Canvas 2D graphics API

Canvas is a JavaScript graphics programming interface. You can use Canvas to render shapes, patterns, gradients, text, images, and almost any imaginable combination thereof.

Canvas is supported in modern browsers like Safari, Firefox and Opera. It's slated to become part of the upcoming HTML 5 standard. Conduit's Canvas implementation is fully compatible with code written for web browsers.


Probably the flagship feature of Conduit 2 is the supernode: a special node that combines all of Conduit’s technologies into a single encapsulation. Supernodes can be easily used to package conduit effects as nodes, i.e. macros, but their possibilities go much further. With Supernode, ordinary users can create complex realtime visual effects, package them as plugins, easily distribute their creations -- and even sell them as protected binary plugins.

At the base level, supernodes are built in JavaScript. Firstly, they have the functionality of the aforediscussed Canvas node for 2D graphics. Exclusive to supernodes is the Surface API which allows rendering graphics and visual effects on the GPU (graphics processing unit).

Supernode capabilities extend beyond scripting because they can contain assets, including entire conduit effects. These nested “sub-conduits” can be opened for editing in the Conduit Editor window, and an info bar will be displayed above the node view to let the user navigate back to the higher level. (The name supernode derives from this nesting capability: the supernode is literally “above” the conduits contained within it.)

This kind of encapsulation of conduits within nodes is familiar from other node-based applications (e.g. Shake calls them macros). Conduit's supernodes are more powerful, because scripting available in the Conduit supernode gives the user complete control of what gets rendered. The default script for a supernode does act like a Shake macro: it simply renders using the first contained conduit. But the user has free roam to modify this behavior, using conduit effect trees effectively as custom GPU programs created visually. (For example, to create a plugin that shows two effects side-by-side, the user could add another conduit into the supernode and render some portions of the output image using that conduit instead; then generate a matte image with the Canvas API, and use that image to blend between the images rendered by the two conduits.)

Scripted binary plugins

For distribution, effects created using Canvas or Supernode can be packaged into a binary plugin. Using this format, the script behaves like a regular plugin: the source code for the effect is not visible to the user.

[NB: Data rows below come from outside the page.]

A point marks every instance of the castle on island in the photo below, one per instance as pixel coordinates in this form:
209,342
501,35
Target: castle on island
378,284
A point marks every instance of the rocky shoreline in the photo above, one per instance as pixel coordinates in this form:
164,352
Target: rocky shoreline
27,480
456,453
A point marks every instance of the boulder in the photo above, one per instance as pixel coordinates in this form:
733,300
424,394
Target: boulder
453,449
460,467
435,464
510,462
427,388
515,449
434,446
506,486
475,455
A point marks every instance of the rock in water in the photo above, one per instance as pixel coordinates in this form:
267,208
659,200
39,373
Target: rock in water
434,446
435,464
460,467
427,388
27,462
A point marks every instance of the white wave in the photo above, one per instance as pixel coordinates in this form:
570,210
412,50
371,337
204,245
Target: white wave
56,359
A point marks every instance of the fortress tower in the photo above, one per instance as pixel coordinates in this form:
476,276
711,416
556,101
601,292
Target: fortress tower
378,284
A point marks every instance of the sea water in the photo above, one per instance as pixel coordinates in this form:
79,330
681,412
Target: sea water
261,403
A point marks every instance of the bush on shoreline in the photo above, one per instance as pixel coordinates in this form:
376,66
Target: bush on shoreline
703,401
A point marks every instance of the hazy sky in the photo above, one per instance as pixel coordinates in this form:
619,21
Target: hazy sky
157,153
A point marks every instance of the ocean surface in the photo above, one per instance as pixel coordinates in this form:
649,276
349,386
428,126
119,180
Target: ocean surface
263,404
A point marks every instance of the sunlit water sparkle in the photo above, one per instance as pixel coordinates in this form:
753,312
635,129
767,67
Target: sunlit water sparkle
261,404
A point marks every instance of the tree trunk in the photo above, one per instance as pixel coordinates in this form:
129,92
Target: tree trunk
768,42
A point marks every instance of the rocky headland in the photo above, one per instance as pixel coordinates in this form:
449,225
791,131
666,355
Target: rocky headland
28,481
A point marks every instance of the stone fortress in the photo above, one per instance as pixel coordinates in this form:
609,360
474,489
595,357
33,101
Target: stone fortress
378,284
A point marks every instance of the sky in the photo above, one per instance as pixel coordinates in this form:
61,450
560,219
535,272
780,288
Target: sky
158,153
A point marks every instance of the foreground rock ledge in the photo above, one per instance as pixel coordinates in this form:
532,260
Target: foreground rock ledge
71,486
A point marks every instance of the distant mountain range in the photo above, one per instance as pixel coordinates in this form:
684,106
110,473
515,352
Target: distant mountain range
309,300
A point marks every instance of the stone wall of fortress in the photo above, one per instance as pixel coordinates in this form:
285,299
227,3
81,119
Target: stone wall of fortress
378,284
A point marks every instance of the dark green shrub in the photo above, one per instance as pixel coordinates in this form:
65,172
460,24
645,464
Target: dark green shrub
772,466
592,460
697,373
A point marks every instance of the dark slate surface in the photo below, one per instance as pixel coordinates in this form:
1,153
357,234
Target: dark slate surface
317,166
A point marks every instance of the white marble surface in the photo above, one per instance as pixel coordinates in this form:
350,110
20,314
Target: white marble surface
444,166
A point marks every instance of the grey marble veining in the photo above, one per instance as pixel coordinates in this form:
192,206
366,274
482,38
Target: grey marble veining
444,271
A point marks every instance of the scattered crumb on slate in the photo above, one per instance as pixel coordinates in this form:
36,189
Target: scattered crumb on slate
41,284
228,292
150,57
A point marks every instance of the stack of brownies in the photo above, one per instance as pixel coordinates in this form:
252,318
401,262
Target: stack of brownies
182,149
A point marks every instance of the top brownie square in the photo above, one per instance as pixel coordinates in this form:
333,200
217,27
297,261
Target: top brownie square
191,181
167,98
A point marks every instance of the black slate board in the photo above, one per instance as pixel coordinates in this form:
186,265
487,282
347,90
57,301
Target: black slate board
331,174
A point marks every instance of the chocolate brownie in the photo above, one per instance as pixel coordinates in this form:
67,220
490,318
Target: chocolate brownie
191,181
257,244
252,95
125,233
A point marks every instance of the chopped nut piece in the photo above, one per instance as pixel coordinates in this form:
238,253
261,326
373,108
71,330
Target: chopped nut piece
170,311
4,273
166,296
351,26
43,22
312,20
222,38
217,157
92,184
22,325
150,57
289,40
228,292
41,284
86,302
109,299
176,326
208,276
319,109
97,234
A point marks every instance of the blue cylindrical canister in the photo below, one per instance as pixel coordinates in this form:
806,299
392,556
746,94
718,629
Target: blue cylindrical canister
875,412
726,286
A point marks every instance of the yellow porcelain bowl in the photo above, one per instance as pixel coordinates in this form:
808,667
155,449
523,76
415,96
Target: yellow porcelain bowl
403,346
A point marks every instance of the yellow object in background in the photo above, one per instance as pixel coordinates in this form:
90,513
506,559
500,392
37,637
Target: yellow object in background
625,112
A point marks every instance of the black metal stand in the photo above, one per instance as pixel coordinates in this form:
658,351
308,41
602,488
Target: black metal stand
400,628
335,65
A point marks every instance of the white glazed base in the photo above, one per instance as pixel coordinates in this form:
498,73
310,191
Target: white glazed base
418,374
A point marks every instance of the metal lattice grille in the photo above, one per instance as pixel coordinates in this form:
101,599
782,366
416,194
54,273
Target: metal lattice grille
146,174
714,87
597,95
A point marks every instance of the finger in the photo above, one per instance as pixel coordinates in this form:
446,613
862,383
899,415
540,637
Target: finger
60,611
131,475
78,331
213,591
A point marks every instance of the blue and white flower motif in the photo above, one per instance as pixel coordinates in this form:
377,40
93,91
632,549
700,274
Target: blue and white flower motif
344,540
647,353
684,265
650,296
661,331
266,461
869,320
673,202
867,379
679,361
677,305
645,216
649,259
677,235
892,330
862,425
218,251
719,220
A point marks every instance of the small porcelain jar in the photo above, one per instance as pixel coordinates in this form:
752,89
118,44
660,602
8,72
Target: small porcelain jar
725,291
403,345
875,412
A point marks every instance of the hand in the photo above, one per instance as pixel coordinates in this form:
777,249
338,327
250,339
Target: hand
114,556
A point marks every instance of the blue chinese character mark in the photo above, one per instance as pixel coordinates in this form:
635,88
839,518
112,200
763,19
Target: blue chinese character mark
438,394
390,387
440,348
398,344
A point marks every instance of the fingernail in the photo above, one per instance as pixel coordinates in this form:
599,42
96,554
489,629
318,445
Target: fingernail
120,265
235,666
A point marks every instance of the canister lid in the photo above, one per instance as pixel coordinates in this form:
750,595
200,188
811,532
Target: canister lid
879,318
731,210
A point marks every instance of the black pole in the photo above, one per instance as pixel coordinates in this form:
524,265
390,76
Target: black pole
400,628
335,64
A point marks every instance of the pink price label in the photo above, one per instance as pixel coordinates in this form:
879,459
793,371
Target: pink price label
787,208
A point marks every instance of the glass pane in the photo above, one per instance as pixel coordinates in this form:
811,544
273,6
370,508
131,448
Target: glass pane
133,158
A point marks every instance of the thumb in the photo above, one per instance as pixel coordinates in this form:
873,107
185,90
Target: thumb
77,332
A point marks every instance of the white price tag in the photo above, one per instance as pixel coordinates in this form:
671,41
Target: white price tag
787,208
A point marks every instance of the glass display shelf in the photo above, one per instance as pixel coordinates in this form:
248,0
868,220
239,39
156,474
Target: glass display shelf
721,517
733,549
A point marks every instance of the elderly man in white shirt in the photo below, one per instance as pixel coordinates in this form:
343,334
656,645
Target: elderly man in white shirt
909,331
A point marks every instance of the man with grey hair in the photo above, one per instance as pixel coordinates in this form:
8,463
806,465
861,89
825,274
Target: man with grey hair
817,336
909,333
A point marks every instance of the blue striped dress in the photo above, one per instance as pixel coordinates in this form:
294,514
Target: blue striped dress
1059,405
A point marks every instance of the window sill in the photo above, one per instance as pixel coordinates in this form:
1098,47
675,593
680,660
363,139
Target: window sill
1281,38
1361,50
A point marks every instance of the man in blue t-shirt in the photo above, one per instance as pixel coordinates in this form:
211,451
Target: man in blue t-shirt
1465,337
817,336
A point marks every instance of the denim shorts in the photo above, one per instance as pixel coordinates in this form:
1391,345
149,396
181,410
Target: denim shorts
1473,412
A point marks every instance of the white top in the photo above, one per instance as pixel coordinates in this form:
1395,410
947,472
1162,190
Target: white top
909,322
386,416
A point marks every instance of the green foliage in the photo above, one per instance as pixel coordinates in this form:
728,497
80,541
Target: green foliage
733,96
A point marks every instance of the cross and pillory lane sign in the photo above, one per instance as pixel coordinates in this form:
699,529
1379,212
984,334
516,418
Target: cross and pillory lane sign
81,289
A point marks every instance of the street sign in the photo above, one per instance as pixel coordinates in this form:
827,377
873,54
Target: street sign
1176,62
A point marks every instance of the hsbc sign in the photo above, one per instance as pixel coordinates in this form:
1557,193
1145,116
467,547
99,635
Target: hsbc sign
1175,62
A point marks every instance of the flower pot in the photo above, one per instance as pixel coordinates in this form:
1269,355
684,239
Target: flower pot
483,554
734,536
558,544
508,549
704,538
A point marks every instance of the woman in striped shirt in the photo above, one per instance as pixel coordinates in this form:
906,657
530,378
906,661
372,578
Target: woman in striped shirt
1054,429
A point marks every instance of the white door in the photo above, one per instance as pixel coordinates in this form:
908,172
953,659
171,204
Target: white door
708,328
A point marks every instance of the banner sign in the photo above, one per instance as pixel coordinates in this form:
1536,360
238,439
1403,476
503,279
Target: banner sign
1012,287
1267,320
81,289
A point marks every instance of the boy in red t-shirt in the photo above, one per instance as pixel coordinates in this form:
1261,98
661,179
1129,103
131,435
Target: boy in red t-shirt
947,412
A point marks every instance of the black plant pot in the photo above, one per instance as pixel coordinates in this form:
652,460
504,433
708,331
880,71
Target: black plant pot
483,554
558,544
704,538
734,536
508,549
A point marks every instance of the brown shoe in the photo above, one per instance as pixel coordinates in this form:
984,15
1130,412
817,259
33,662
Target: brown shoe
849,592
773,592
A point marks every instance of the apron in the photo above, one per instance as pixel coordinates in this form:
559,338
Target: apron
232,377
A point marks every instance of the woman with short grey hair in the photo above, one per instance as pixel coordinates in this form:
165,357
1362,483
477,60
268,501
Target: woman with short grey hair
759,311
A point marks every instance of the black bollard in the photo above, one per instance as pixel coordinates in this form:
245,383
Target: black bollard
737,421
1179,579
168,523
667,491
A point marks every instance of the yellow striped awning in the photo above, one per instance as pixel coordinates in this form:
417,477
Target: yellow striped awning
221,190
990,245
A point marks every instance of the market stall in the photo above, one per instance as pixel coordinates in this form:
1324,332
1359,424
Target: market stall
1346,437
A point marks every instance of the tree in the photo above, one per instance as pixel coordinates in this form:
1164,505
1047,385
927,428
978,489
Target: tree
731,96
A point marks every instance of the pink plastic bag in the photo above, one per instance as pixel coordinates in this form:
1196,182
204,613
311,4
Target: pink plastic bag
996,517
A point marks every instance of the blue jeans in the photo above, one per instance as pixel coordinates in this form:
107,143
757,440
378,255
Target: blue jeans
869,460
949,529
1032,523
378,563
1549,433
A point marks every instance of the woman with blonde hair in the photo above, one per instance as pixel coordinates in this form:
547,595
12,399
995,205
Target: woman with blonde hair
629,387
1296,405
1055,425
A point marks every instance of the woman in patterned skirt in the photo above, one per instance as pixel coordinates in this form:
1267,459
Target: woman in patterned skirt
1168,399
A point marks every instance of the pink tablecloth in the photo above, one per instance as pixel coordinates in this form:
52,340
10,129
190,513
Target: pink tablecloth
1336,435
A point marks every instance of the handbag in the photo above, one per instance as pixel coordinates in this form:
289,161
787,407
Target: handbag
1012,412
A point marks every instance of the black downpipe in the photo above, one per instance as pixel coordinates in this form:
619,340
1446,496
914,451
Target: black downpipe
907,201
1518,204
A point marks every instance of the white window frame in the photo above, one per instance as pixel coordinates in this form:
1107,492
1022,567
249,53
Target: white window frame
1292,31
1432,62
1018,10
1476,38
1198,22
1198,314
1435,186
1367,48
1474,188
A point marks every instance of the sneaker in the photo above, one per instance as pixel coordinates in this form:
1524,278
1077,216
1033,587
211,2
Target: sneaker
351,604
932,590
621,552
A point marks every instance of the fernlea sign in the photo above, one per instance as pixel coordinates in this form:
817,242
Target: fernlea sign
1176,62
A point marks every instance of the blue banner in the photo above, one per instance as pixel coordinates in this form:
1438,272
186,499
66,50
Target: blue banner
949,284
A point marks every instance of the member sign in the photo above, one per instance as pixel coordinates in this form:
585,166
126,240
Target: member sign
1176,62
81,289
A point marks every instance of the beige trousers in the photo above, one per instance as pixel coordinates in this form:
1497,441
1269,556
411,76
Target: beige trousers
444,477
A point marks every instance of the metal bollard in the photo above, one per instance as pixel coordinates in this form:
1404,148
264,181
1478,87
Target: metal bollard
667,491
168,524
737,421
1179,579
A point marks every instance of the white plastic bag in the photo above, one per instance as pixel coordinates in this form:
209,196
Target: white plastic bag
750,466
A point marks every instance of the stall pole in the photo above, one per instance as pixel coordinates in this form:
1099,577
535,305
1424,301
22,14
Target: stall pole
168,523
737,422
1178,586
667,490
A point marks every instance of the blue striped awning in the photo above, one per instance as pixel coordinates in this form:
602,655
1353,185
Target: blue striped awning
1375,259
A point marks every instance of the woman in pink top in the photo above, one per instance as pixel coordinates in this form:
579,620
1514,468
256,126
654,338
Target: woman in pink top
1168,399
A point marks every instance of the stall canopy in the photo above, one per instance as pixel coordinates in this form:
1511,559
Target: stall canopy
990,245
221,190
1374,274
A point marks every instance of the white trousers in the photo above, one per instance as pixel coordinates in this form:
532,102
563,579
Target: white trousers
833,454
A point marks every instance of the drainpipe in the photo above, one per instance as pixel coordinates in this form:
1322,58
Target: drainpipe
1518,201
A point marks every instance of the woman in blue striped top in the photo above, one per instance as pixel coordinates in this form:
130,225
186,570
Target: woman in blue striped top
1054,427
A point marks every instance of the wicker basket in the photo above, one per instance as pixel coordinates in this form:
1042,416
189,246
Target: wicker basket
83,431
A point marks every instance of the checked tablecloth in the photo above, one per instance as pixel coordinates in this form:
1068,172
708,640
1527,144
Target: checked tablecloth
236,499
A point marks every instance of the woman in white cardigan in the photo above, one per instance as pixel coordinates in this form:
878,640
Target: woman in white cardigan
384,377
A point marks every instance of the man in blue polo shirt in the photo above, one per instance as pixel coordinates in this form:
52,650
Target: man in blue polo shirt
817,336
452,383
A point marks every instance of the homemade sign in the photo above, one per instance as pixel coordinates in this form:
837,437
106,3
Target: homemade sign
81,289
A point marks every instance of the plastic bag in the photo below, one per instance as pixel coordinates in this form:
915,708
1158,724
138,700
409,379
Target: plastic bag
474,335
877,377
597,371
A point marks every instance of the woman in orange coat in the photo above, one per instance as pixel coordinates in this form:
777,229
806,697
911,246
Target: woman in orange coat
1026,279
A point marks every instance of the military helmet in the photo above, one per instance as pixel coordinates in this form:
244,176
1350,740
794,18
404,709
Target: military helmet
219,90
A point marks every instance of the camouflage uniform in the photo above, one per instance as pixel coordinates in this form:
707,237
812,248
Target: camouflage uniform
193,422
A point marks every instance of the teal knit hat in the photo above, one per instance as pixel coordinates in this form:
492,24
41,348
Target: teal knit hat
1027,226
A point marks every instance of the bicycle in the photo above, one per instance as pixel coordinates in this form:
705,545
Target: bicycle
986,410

Binary plugins can be created directly from the Conduit Editor.

Native plugins (Lacefx C API)

In addition to JavaScript plugins, Conduit 2 includes a traditional C language interface for developing plugins. Called Lacefx, the API offers a cross-platform programming interface for rendering graphics on the GPU which isolates the developer from the underlying native graphics API (OpenGL on Mac, Direct3D on Windows). (The Lacefx SDK for developing native plugins is available upon request.)

The Conduit plugins

The Conduit Effect System includes plugins for several popular host applications. You'll find Conduit where filters are normally located in the app. When the filter is applied to a layer or video track, there is a Conduit Editor button in the interface that opens the editing window where you can customize the filter. Most of the Conduit plugins also include the ability to retrieve slider values and other images from the host app.

Supported host applications for the Conduit Effect System plugins are Apple Final Cut Pro (v5.1.2 or higher), Apple Motion (v2.0 or higher), Adobe After Effects (v7.0 or higher), Adobe Photoshop and Apple Aperture.

Both 32- and 64-bit versions are included. (For After Effects, the default is to install the 64-bit version compatible with CS5. The 32-bit can also be installed, but this needs to be specified during installation.)